Swiss Asset Managers Expect Stock Market Correction, Search For Alternatives - Survey

Tom Burroughes, Group Editor, 2 August 2021


Swiss asset managers reckon that stocks are due for a fall. They're also not sure whether bond markets provide a refuge, given ultra-low central bank interest rates.

Almost all Swiss asset managers predict that the global equity market will drop in the next six to 12 months, suggesting that they think stocks are overpriced.

A survey of 100 asset managers in Switzerland, conducted by Managing Partners Group, the Geneva-based asset management group, showed that 44 per cent of them expect stocks could slide by between 30 and 40 per cent. And 98 per cent of the surveyed firms think there will be a correction. 

The most likely catalyst for a drop is expected to be a natural disaster or a military conflict, which was cited as a potential cause by 60 per cent of respondents.

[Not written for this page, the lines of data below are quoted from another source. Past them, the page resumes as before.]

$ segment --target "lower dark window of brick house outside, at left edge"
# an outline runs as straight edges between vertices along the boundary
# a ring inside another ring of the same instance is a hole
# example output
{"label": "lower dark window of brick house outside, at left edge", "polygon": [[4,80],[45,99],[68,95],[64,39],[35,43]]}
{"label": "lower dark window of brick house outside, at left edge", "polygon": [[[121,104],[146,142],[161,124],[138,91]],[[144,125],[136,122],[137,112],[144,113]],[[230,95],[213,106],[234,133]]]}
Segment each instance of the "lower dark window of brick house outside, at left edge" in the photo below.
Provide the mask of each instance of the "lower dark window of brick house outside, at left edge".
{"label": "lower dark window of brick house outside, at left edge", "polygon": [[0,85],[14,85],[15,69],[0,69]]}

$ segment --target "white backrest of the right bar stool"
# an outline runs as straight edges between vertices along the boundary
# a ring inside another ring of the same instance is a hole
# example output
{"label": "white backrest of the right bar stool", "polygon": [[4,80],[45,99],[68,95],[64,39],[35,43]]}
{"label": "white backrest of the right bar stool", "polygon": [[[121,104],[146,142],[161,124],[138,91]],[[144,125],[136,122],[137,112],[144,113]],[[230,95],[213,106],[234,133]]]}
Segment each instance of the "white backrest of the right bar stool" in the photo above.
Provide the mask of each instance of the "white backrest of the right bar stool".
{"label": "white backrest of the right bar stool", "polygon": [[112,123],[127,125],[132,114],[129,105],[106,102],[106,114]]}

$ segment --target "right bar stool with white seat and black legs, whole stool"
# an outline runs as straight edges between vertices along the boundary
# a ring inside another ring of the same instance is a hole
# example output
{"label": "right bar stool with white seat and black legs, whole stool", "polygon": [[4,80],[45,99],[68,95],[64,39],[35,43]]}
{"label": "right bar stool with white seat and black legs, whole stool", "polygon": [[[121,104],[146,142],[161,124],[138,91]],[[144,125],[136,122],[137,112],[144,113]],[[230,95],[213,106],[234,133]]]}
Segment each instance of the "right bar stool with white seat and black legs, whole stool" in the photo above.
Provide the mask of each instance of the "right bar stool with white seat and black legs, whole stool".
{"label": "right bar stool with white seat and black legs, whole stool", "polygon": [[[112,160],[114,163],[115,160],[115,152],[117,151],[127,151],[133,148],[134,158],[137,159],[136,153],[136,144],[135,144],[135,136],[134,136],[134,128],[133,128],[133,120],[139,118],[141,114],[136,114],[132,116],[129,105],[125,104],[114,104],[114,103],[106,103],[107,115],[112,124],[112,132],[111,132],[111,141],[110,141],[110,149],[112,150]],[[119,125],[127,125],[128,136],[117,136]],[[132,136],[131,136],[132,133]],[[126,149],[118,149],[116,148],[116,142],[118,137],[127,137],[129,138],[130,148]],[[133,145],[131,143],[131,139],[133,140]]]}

Other potential causes include a price bubble correction (49 per cent); a financial crisis (42 per cent); a recession (34 per cent); the Federal Reserve losing control of quantitative easing (28 per cent); a major default (25 per cent); or that a large fund blows up (8 per cent).

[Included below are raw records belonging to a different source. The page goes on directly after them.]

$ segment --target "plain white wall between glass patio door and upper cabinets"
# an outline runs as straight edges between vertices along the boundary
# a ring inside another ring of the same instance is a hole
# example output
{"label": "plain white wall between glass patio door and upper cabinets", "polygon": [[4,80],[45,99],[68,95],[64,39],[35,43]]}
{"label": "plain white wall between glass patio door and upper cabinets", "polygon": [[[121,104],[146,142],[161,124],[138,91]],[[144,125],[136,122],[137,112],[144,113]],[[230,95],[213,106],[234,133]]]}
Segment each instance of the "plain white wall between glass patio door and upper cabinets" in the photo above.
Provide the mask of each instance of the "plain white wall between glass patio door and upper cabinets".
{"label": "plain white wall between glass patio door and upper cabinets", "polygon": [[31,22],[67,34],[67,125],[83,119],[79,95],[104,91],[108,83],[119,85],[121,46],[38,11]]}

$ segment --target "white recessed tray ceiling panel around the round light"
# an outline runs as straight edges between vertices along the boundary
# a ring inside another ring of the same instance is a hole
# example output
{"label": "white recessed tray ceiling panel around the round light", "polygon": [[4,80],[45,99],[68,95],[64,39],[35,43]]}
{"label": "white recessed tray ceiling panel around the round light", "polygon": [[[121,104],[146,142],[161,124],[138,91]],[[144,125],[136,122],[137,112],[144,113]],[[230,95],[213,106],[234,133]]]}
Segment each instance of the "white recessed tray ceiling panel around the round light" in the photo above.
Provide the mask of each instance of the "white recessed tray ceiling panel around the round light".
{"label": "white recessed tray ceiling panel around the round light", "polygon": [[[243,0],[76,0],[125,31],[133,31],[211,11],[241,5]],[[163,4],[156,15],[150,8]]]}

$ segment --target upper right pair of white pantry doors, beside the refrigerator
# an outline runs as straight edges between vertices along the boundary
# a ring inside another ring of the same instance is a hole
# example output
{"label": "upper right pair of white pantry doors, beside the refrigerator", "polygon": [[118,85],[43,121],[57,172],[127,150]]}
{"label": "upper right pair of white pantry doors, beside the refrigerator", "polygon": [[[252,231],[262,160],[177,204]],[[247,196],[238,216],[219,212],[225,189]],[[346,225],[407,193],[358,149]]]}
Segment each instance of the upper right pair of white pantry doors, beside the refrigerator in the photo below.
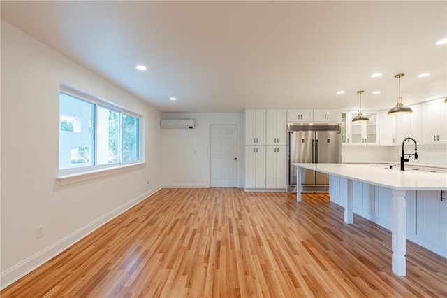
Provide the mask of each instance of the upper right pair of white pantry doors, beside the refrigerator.
{"label": "upper right pair of white pantry doors, beside the refrigerator", "polygon": [[287,113],[286,110],[267,110],[266,143],[267,145],[286,145]]}

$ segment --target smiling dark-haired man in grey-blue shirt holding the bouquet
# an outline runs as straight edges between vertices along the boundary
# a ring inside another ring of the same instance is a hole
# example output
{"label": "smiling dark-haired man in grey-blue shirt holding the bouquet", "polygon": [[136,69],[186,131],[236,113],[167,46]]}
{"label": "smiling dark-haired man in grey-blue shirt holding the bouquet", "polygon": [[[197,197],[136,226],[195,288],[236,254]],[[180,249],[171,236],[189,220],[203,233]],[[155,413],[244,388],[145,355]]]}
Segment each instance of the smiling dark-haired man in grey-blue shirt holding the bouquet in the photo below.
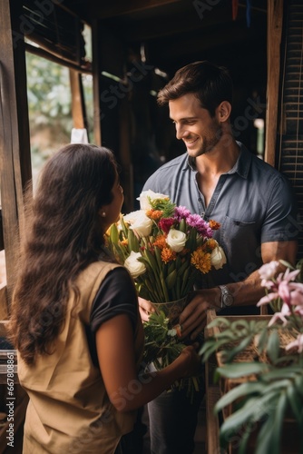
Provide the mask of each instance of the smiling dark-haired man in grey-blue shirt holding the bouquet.
{"label": "smiling dark-haired man in grey-blue shirt holding the bouquet", "polygon": [[[258,269],[263,263],[294,264],[298,224],[288,181],[233,138],[230,125],[232,82],[226,68],[196,62],[181,68],[158,94],[187,153],[165,163],[147,180],[205,220],[220,222],[214,238],[227,263],[210,271],[181,313],[182,335],[194,340],[205,327],[206,310],[223,314],[258,313],[264,295]],[[151,306],[140,300],[142,320]],[[190,454],[202,393],[191,405],[181,391],[163,393],[149,404],[152,453]],[[181,404],[180,404],[181,402]],[[182,405],[182,407],[181,407]]]}

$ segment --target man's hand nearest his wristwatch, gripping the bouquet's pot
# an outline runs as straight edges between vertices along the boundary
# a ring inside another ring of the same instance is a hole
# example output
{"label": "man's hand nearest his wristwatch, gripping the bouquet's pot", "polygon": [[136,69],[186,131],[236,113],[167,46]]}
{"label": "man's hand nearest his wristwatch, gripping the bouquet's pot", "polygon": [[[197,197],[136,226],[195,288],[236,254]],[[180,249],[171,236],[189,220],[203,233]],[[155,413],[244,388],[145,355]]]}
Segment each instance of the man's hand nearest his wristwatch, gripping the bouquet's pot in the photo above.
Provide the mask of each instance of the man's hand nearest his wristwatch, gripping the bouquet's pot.
{"label": "man's hand nearest his wristwatch, gripping the bouquet's pot", "polygon": [[181,312],[181,338],[191,337],[195,340],[206,325],[206,311],[220,309],[220,289],[194,291],[191,302]]}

After the roller-coaster of 2020, when stocks were initially smashed by COVID-19 and later bounced back on massive central bank money printing, equities have continued to push higher. There are concerns about rising inflation in certain nations such as the US and the UK, however, bringing with it expectations that at some point central banks will dampen monetary easing and hike rates.

In the US, the S&P 500 Shiller CAPE Ratio (aka the Cyclically Adjusted Price-Earnings ratio), stood at 37.98 in July, up from 37.05 last month and up from 29.60 one year ago, and the highest level in three years.  (The ratio is used as a valuation metric to forecast future returns, where a higher CAPE ratio could reflect lower returns over the next couple of decades, whereas a lower CAPE ratio could reflect higher returns over the next couple of decades.)

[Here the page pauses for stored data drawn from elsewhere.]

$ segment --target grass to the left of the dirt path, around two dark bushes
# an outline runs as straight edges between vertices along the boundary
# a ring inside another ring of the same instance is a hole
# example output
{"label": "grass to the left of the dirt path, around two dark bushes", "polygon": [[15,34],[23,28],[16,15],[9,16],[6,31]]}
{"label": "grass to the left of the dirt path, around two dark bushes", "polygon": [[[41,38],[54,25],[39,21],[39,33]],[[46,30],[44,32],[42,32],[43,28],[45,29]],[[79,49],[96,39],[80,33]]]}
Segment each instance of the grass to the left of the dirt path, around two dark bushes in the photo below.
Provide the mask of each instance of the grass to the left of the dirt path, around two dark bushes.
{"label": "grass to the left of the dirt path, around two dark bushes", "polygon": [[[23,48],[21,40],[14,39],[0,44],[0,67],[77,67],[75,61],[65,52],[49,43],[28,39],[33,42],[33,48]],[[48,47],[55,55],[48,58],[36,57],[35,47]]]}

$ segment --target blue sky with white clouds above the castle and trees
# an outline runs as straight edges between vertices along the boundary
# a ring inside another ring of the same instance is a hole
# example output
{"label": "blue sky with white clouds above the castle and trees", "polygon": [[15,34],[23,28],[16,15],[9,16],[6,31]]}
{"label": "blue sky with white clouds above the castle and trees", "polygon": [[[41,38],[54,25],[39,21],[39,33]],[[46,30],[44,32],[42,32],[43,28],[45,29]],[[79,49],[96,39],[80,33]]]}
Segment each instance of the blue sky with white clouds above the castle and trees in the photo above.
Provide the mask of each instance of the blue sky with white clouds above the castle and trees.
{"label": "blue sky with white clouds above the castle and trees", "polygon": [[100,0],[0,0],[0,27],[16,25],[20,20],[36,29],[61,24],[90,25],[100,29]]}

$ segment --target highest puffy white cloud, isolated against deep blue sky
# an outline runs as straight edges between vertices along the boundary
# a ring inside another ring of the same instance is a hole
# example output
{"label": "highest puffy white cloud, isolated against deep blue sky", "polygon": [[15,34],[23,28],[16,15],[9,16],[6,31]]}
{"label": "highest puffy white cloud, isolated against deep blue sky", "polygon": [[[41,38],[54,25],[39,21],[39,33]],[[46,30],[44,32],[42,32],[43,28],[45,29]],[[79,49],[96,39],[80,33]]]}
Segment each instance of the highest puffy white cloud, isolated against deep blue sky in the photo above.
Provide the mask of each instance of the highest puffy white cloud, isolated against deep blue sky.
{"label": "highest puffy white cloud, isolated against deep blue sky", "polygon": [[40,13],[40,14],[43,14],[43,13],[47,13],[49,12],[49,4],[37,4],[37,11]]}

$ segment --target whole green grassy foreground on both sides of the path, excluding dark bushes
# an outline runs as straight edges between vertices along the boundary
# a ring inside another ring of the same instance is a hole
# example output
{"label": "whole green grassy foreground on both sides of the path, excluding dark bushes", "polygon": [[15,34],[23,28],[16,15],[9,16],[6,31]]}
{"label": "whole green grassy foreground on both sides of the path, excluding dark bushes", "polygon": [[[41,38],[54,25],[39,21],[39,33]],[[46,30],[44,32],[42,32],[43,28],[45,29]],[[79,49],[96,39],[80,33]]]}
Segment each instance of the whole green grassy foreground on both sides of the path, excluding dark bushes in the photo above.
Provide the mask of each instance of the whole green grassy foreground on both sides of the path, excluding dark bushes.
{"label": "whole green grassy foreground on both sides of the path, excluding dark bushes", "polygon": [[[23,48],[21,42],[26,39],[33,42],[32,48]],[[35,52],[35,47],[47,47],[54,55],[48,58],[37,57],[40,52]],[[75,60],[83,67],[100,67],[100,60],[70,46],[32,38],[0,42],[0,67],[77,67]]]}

“There is almost a universal belief that equities are overpriced, so there needs to be a trigger to correct prices,” Jeremy Leach, chief executive, MPG, said. 

“In the US, the inflation rate is now 5.4 per cent which is around twice the earnings on the S&P 500. How much more is needed to show how much equities are overpriced?” he said. 

MPG said high and rising inflation will cause a correction in the bond market too, which will be worrying for Swiss asset managers, who traditionally maintain substantial exposure to fixed securities.

The firm, which invests in areas such as US life settlement policies, said it provides an alternative when bonds no longer provide an attractive alternative to equities, given valuation levels. Alternative assets such as commodities and real estate are also attractive options.